California acaba de promulgar su ley AB 1056, por la que queda eliminado oficialmente el uso de redes de enmalle fijas en la costa sur del estado. Este tipo de redes, que pueden alcanzar más de un metro y medio de longitud, se cuelgan de forma vertical y quedan ancladas en el fondo marino, para que los peces queden atrapados por la cabeza. Al intentar escapar, quedan bloqueados por las branquias.
Las redes de enmalle no solo acaban con la vida de los peces que se comercializan como alimento, sino también con la de individuos de otras especies que quedan atrapados.
Las organizaciones en defensa de los animales y los océanos han aplaudido la ley como un punto de inflexión en la conservación de estos ecosistemas y sus especies.
«Los ecosistemas submarinos de California, con su gran biodiversidad, son mundialmente conocidos y debemos poner de nuestra parte para que sigan siéndolo», ha señalado el asambleísta demócrata Steve Bennett.
Las redes de enmalle fijas ya estaban prohibidas en otras zonas de California. Más de la mitad de los peces que se capturan en ellas se lanzan por la borda como «residuo», en un lugar donde habitan más de 11000 especies distintas.
Sin embargo, la prohibición no será inmediata. Por ahora, los permisos serán intransferibles a partir de 2027, pero seguirá permitida una única transferencia familiar. Después de eso, las autorizaciones se eliminarán de manera definitiva.
Otras leyes animalistas
El estado de California ha aprobado recientemente otra medida en favor de los animales. Como otras regiones estadounidenses, California ha prohibido la desungulación en gatos, salvo casos médicos. El estado se une, así, a Nueva York, Maryland, Virginia y Washington D. C.

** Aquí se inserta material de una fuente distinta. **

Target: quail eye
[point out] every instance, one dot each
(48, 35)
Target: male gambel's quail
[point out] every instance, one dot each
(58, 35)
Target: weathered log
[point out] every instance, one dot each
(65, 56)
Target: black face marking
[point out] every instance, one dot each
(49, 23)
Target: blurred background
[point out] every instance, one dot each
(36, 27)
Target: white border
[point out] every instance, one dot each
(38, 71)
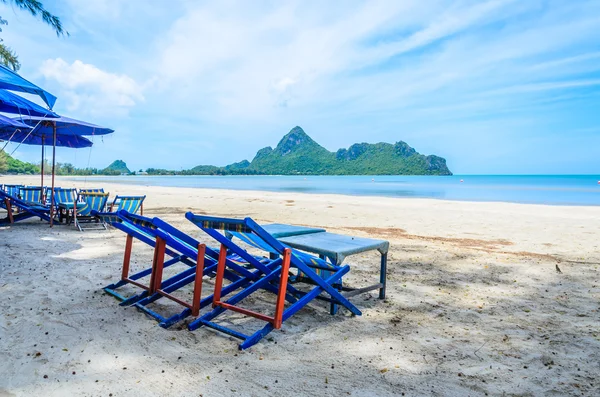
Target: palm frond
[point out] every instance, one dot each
(36, 8)
(9, 58)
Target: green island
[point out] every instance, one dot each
(295, 154)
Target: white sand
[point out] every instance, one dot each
(475, 305)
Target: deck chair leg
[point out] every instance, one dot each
(285, 267)
(198, 280)
(383, 276)
(9, 211)
(220, 274)
(157, 265)
(127, 257)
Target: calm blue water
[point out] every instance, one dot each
(539, 189)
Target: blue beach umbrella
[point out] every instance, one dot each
(10, 80)
(27, 137)
(13, 103)
(64, 126)
(6, 123)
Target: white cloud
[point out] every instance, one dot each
(88, 89)
(249, 62)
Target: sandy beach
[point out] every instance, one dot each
(483, 299)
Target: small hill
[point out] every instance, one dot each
(117, 167)
(11, 165)
(297, 153)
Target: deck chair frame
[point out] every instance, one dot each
(92, 202)
(26, 210)
(244, 229)
(168, 241)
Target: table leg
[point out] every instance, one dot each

La desungulación consiste en la extirpación de las uñas de un animal, habitualmente en felinos. Se trata de una intervención invasiva, peligrosa y relacionada con problemas de salud crónicos y dolorosos durante toda la vida, que afecta a los huesos y tendones. Solo una fractura, una articulación dañada u otras afecciones justifican esta práctica, si bien en la mayoría de los casos se realiza para evitar arañazos a personas u objetos. Acabar con esto último es, precisamente, el objetivo de la normativa californiana.
Se estima que hasta el 25% de los gatos domésticos en Estados Unidos y Canadá sufren a este procedimiento. Este dato ha llevado a organizaciones en defensa de los animales como PETA a impulsar campañas de concienciación al respecto. Desde PETA, recuerdan que arañar es «natural, saludable y necesario» para los gatos, y que ello es parte de su comportamiento, ejercicio, juego y estiramientos diarios.
Ahora el próximo proyecto del estado en relación con los animales es acabar con la venta ilegal de animales procedentes de otros territorios, después de la prohibición de su venta en tiendas en 2019.